Per AOI, default 50 km bbox cap:

1 year of S2 over a 50 km AOI ≈ 50–150 items.
Per item: one windowed COG read of the SCL band, AOI-clipped → ~50 KB to ~5 MB raw bytes, dominated by TCP / TLS / signing.
→ ~100 items × 100–300 ms (parallelised with asyncio / thread pool) = 3–10 s wall-clock.
Memory: peak ~50 MB for the largest single SCL window.
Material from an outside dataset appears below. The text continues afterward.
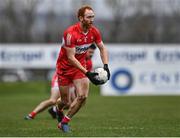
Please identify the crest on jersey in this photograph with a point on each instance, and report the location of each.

This is the dashboard-tractable target. Above the size cap or beyond ~5-year windows the user gets routed to v3.

Risks & open questions¶

Per-sensor QA decoder is real work — S2 SCL is the easiest (single class enum, well-documented). Landsat QA_PIXEL is bit-packed. MODIS state_1km is bit-packed and version-dependent. Ship S2 only for M5.
“Clear” definition is a user knob. Default for S2 SCL: classes {4, 5, 6, 11} (veg, bare, water, snow) treated as clear; {3, 8, 9, 10} (shadow, cloud_med, cloud_high, thin_cirrus) treated as not clear; {7} (unclassified) treated as not clear by default. Expose clear_classes in the dashboard so users can flip e.g. snow on/off.
CRS handling — S2 SCL is per-MGRS-tile UTM; AOI is EPSG:4326. Reprojection on read (or AOI reprojection to the item’s CRS) is georeader’s job. Verify it does the right thing for a multi-tile AOI in M5’s first day.
AOI larger than one MGRS tile — request is split into per-tile reads, merged at AOI scale. georeader already handles this for S2; verify and bench.
Out-of-MGRS AOIs (e.g., polar > 80°) need explicit handling since S2 doesn’t tile there. Just exclude with a clear error.
Async vs. thread pool — georeader’s API is sync (last I checked). Wrap with concurrent.futures.ThreadPoolExecutor for per-scene parallelism. Re-evaluate if georeader adds an async API.

Acceptance¶

Single notebook + Panel/Streamlit subapp answering “draw an AOI, pick a date range, get a clear-fraction time series” in < 15 s for the default 50 km × 1 year case.
Sanity:
- clear_fraction ≤ 1 in every row.
- For cells fully inside a single scene of low eo:cloud_cover: clear_fraction ≈ 1 − eo:cloud_cover / 100 (within ~10%).
- For cells inside the cloudy half of a heterogeneous scene: clear_fraction ≪ 1 − eo:cloud_cover / 100 (the point of v2.5).
The per-scene operator graph runs unchanged in a v3 prototype over a 1° × 1° patch (same numbers as the dashboard).

Out of scope¶

Global compute (that’s v3).
Multi-sensor fusion (different sensors have different “clear” semantics; defer until each sensor’s decoder ships).
Atmospheric correction quality flags (only “clear or not”).
Sub-pixel cloud masking — we accept the QA band’s spatial resolution.
Real-time / incremental updates — every request re-fetches.